Il s’agit de réintégrer le son au sein du théâtre, le texte parlé dans la musique, l’oralité dans l’écriture. Le soir, le comédien et les musiciens évoluent dans le même espace et avec le même dispositif, dans une dramaturgie adaptée aux poèmes de Luc Boltanski. Là encore, la forme est double dans un commentaire impossible de la parole et de la musique. Un comédien et un guitariste occupent seuls les plateaux. Les caméras captent le guitariste et le comédien pour que chaque côté ait toujours une vision d’ensemble de la partie opposée. Mais des présences fantomatiques apparaissent régulièrement sur la vidéo.

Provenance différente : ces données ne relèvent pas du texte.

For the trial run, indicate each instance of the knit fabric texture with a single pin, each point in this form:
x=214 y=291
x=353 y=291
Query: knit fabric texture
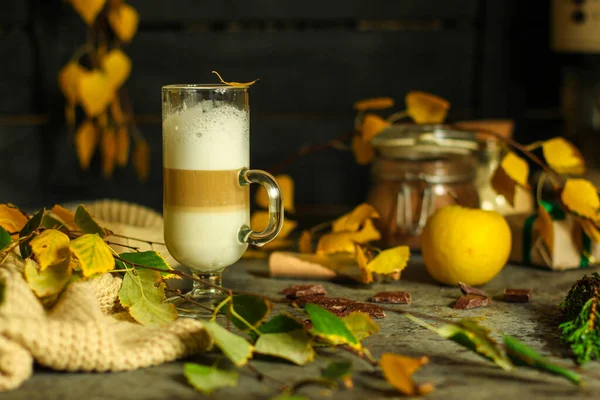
x=85 y=330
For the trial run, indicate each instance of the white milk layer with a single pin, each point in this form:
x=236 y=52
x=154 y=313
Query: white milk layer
x=205 y=241
x=210 y=135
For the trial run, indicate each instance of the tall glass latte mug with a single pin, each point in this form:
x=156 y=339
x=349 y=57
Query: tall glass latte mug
x=206 y=155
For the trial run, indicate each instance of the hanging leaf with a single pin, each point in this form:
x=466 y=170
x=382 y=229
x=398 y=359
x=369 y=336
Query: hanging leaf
x=117 y=67
x=234 y=347
x=85 y=220
x=286 y=185
x=88 y=10
x=50 y=247
x=344 y=242
x=68 y=81
x=95 y=92
x=141 y=159
x=390 y=261
x=563 y=157
x=93 y=254
x=85 y=143
x=123 y=20
x=143 y=293
x=361 y=325
x=352 y=221
x=150 y=259
x=123 y=141
x=329 y=328
x=520 y=354
x=398 y=371
x=208 y=379
x=49 y=282
x=234 y=83
x=426 y=108
x=294 y=346
x=581 y=197
x=372 y=125
x=376 y=103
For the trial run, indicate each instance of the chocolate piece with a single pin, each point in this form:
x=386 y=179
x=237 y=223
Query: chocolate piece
x=466 y=289
x=392 y=298
x=471 y=301
x=295 y=291
x=373 y=310
x=517 y=295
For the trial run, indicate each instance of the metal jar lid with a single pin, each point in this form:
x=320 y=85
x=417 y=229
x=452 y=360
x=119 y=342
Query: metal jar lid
x=409 y=141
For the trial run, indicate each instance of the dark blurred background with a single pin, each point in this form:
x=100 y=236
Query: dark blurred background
x=314 y=58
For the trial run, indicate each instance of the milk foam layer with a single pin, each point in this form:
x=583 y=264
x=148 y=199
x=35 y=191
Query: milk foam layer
x=205 y=241
x=210 y=135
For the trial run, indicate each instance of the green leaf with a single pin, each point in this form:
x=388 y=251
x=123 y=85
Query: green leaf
x=361 y=325
x=236 y=348
x=149 y=258
x=328 y=327
x=93 y=254
x=253 y=309
x=5 y=238
x=295 y=346
x=143 y=293
x=520 y=354
x=208 y=379
x=85 y=220
x=31 y=225
x=475 y=337
x=50 y=281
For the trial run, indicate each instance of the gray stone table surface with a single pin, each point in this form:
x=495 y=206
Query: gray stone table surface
x=455 y=372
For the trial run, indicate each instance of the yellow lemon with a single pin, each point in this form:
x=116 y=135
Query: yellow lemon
x=465 y=245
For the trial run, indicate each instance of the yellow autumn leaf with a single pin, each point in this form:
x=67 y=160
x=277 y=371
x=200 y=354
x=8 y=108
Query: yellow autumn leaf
x=50 y=247
x=353 y=220
x=376 y=103
x=95 y=92
x=123 y=141
x=117 y=67
x=123 y=20
x=363 y=151
x=12 y=219
x=85 y=143
x=88 y=10
x=344 y=242
x=390 y=261
x=140 y=157
x=372 y=125
x=546 y=227
x=93 y=254
x=563 y=157
x=68 y=80
x=242 y=84
x=581 y=197
x=398 y=371
x=286 y=185
x=109 y=152
x=426 y=108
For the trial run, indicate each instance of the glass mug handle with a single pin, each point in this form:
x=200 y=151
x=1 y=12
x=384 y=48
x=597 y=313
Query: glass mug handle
x=248 y=176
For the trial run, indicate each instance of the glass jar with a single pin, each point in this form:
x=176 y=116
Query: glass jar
x=418 y=169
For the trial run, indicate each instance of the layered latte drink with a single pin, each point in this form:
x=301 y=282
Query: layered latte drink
x=205 y=145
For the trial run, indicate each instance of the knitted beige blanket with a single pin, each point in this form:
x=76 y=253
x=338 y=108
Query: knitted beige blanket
x=83 y=331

Le trouble naît de l’absence supposée mais incertaine. En effet, la captation des intervenants rend les images relatives à une présence effective, mais la présence uniquement sur vidéo de certains personnages crée une ambiguïté sur le réel. D’où l’impression d’inquiétante étrangeté.
Ce même phénomène est utilisé pour la voix. Les voix que l’on entend au départ sont absentes et le comédien n’intervient que sur certains vers prévus par le poème. La partie réellement prise en charge par le comédien croît en importance pour aboutir à un soliloque final. Cette incarnation progressive de la voix retrace la volonté d’une parole charnelle qui passe du domaine du sonore et de l’intellect à celui du vécu et de la chair.
Dans le cadre d’une réflexion sur la Shoah, ce travail sur l’enregistrement et l’instantané, sur l’écrit et l’improvisé (que ce soit en vidéo ou en son) est une forme de confrontation entre le vivant et le mort.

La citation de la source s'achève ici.